Becoming a chartered financial analyst (CFA)—a certification that requires thousands of hours of professional experience, as well as taking a very rigorous exam; Investopedia calls it “one of the most respected designations in finance”—is no easy feat. That is, until now.
Two years ago, AI models could only pass the first two sections of the prestigious, three-part exam. The essay section, however, had it stumped.
And yet, in a new study from New York University’s Stern School of Business and GoodFin, an AI-powered wealth management platform, advanced AI like Gemini 2.5 Pro and Claude Opus passed the exam with flying colors. What would’ve taken a human 1,000 hours of studying over multiple years took AI a matter of minutes. Just two years ago, analysts were saying that it would never be able to pass the exam. It’s a sign of how advanced the technology has become, and once again fuels discussion about how AI could replace even the most challenging jobs.
But Anna Joo Fee, founder and CEO of GoodFin, which contributed to the research but did not fund it, told CNBC, “There are things like context and intent that are hard for the machine to assess right now. That’s where a human shines, in understanding your body language and cues.”
That didn’t stop social media from having all sorts of reactions.
One LinkedIn user called the news both an “impressive milestone” and “a little eye opening.” They wrote in a comment: “It doesn’t replace the human side of financial advising, but it does raise big questions about how the role of advisors and analysts will evolve in the near future.”

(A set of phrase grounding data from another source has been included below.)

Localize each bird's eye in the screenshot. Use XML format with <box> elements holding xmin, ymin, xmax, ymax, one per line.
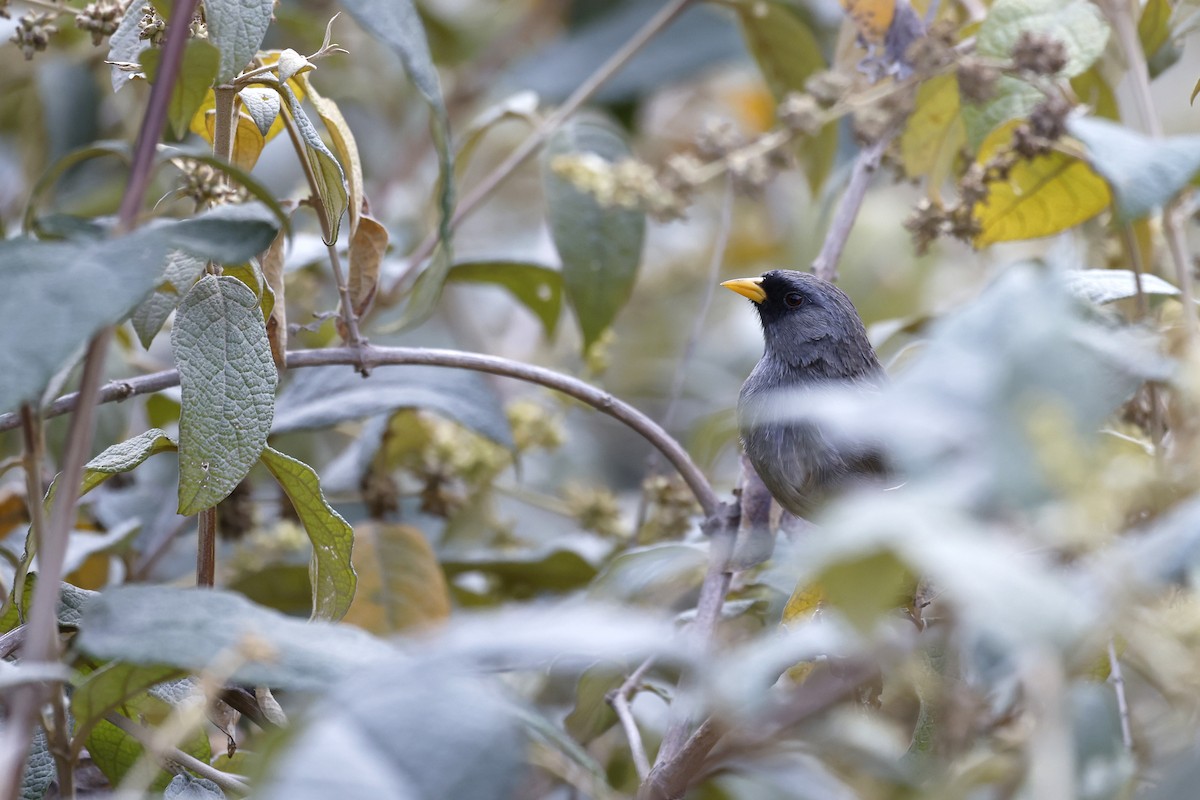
<box><xmin>784</xmin><ymin>292</ymin><xmax>805</xmax><ymax>308</ymax></box>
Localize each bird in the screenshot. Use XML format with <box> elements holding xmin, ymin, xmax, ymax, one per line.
<box><xmin>722</xmin><ymin>269</ymin><xmax>887</xmax><ymax>519</ymax></box>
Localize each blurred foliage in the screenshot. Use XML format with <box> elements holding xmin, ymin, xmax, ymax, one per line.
<box><xmin>3</xmin><ymin>0</ymin><xmax>1200</xmax><ymax>798</ymax></box>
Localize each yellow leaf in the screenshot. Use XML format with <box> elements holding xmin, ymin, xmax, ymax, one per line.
<box><xmin>202</xmin><ymin>110</ymin><xmax>266</xmax><ymax>172</ymax></box>
<box><xmin>840</xmin><ymin>0</ymin><xmax>896</xmax><ymax>45</ymax></box>
<box><xmin>818</xmin><ymin>550</ymin><xmax>914</xmax><ymax>631</ymax></box>
<box><xmin>342</xmin><ymin>522</ymin><xmax>450</xmax><ymax>634</ymax></box>
<box><xmin>188</xmin><ymin>51</ymin><xmax>307</xmax><ymax>146</ymax></box>
<box><xmin>782</xmin><ymin>581</ymin><xmax>824</xmax><ymax>627</ymax></box>
<box><xmin>781</xmin><ymin>580</ymin><xmax>824</xmax><ymax>684</ymax></box>
<box><xmin>901</xmin><ymin>73</ymin><xmax>966</xmax><ymax>180</ymax></box>
<box><xmin>261</xmin><ymin>229</ymin><xmax>287</xmax><ymax>370</ymax></box>
<box><xmin>973</xmin><ymin>120</ymin><xmax>1111</xmax><ymax>246</ymax></box>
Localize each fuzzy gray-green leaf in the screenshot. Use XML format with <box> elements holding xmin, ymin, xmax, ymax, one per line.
<box><xmin>172</xmin><ymin>276</ymin><xmax>276</xmax><ymax>515</ymax></box>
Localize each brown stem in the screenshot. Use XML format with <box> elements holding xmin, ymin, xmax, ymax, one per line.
<box><xmin>197</xmin><ymin>507</ymin><xmax>216</xmax><ymax>587</ymax></box>
<box><xmin>211</xmin><ymin>85</ymin><xmax>238</xmax><ymax>168</ymax></box>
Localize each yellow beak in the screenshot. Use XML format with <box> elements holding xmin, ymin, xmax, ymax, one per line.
<box><xmin>721</xmin><ymin>277</ymin><xmax>767</xmax><ymax>304</ymax></box>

“AI passing the CFA in minutes while humans cry over flashcards for years? At this point, the calculator deserves a corner office,” another joked.
On the r/CFA subreddit, however, many were actually unimpressed. “Isn’t that like taking an open book exam? Unless your AI has memory problems,” one wrote. “Study: ‘water is wet’.”
While it may not be surprising to some, the study does make plain the rapid pace of change in AI’s capabilities in just a few short years.
“Right now, most of the conversation about work is about chasing the latest signal of what AI can do at work. It’s a messy, noisy, often contradictory conversation because AI is change that keeps changing,” chief economic opportunity officer at LinkedIn, Aneesh Raman, wrote in a post.
He encouraged: “This new era is about the mind not the machine. Focus on the mind—yours, your teams, your organizations, your societies—and so many opportunities will unfold in the coming years. It’s not the robots that are coming. The humans are coming!”
A finance professional at PwC agreed. “AI won’t replace finance professionals—but finance professionals using AI will replace those who don’t,” she wrote. Her advice is to be selective about the tools you adopt, prioritize use cases, and prepare to “work alongside AI.”
For now, though, this most recent headline is yet more fearmongering about the arrival of an omniscient entity plucking jobs from under our feet and kicking entire industries to the curb.
“It’s just another test a machine can pass faster, cheaper, and without breaking a sweat. Let’s be real. This is bigger than finance,” another LinkedIn user wrote. “This is a warning shot for every ‘thinking’ job we thought was future-proof.”